Personally, I don’t care if this writers strike never ends. The longer it goes on, the better I like it. We’re already seeing big dividends: the cancellation of this year’s Golden Globes. Instead of the usual parade of vain and vacant actors and their unusual wardrobes, it’ll be a one-hour press conference Sunday night. Now there’s some compelling television: CSPAN with Botox. I won’t be tuning in, but if you do there’s no need to touch that remote: The press conference will be followed by a rerun of American Gladiators.

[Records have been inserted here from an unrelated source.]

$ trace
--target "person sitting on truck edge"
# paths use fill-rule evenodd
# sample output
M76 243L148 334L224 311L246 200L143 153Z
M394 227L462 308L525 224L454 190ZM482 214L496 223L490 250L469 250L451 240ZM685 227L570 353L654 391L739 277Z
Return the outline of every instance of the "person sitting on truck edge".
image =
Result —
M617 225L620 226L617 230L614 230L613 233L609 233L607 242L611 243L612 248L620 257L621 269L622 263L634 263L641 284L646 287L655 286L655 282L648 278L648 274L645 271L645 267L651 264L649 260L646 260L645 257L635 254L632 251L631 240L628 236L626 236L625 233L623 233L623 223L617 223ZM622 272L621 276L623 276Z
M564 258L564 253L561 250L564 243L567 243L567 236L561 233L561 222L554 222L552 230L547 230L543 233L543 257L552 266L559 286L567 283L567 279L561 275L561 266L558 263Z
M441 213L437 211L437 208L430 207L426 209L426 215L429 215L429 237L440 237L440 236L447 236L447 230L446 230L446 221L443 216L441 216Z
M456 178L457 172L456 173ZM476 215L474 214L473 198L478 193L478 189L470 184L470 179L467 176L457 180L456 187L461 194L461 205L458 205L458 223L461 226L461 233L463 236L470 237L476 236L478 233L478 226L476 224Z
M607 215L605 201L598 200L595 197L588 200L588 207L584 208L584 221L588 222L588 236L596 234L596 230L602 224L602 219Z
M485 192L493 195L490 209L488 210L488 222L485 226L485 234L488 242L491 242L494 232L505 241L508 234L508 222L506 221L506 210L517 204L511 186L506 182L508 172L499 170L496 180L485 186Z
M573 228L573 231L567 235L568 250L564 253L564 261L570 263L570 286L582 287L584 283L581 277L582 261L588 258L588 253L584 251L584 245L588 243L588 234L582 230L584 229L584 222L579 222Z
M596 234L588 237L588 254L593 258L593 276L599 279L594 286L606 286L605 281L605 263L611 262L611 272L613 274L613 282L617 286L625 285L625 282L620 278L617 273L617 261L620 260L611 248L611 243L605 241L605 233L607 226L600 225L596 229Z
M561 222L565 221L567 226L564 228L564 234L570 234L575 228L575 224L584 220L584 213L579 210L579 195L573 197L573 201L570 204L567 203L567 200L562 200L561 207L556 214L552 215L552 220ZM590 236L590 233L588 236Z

I like the strike for two reasons. First, it’s useful to occasionally remind Americans that actors don’t think up those wise and witty things they say, that without printed words written by others, they can’t even give each other awards. Second, it is proving what many have longed thought true: It really doesn’t matter what’s on TV; people will watch it anyway. A rerun of American Gladiators? The contempt this shows for the viewing public is breathtaking. But hey: It’s better than kicking the writers a bigger share of “new media” money.
Not that I’m in total solidarity with the strikers either. I mean, there’s a good chance that some of them were involved with such series as Knight Rider, Reba or Desperate Housewives. And that kind of thing should not be rewarded. Also, keep in mind that these particular writers are not exactly suffering for their craft. They are all comparatively rich; the dispute is whether they should be even richer. Those who drive BMWs wish to drive Maseratis. This is not exactly Norma Rae we’re talking about.
I’d like to see the strike continue through at least February, wrecking the Oscars and perhaps finally achieving some tipping point of public weariness for shows like Dancing With The Stars. or The Bachelor. Probably won’t happen. But a man can dream.